Il 7 marzo 2005 ha chiesto al proprio datore di lavoro che gli fosse riconosciuto il diritto di fruire del permesso di cui all’art. 37, n. 4, dello Statuto dei lavoratori per il periodo compreso tra il 4 gennaio 2005 ed il 4 ottobre 2005. Tale permesso gli è stato negato per il motivo che la madre del bambino del sig. Roca Álvarez non era una lavoratrice subordinata, bensì autonoma.
Orbene, l’attività subordinata della madre sarebbe indispensabile per poter fruire di tale permesso.

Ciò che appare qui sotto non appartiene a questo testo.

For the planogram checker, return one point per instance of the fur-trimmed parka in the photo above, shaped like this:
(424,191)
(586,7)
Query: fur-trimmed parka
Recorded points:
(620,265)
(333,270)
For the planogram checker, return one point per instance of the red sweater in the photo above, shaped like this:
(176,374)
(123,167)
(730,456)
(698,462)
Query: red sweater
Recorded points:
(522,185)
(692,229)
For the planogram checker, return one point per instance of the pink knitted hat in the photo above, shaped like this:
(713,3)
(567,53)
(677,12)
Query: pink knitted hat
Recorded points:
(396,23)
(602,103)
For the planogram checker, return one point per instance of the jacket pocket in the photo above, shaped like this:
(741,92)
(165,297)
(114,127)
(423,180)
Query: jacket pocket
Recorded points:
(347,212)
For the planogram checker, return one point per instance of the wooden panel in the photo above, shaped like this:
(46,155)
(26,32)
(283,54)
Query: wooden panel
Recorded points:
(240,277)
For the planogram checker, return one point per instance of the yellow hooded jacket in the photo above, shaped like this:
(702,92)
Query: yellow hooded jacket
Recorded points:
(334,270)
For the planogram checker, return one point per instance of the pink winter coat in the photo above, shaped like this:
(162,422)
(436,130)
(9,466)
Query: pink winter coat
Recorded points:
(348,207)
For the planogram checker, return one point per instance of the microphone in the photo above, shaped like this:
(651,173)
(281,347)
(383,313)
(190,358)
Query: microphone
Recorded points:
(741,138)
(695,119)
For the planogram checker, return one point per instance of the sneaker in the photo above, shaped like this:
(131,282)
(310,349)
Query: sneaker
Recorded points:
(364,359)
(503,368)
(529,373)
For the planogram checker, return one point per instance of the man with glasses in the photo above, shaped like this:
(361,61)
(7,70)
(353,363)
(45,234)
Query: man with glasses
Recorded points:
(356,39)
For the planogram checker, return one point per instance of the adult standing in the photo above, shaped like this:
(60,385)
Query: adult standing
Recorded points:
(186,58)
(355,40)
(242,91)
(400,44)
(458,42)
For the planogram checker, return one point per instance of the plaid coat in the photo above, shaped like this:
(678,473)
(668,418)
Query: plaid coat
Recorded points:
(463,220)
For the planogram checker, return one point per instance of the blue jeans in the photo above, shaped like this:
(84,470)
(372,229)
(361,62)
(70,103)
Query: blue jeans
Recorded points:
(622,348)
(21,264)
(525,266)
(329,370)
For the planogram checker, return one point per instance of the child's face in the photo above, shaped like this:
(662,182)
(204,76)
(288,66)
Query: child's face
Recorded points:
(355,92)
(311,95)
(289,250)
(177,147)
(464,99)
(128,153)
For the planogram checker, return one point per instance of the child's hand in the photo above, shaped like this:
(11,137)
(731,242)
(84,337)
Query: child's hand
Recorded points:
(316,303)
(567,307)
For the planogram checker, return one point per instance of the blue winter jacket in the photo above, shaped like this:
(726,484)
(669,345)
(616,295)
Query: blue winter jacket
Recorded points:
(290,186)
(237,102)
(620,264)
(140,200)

12 Il sig. Roca Álvarez adiva il Juzgado de lo Social de La Coruña (Tribunale per la legislazione in materia sociale di La Coruña) al fine di contestare la decisione del proprio datore di lavoro. Tale organo giurisdizionale ha ritenuto che, dal momento che il permesso richiesto è riservato alle
«lavoratrici», esso sia concesso esclusivamente alle madri. D’altra parte, tale diritto al permesso è a beneficio delle madri che hanno la qualità di lavoratrici subordinate, condizione che non è soddisfatta dalla madre del bambino del sig.
Roca Álvarez. Di conseguenza, la richiesta di quest’ultimo è stata respinta.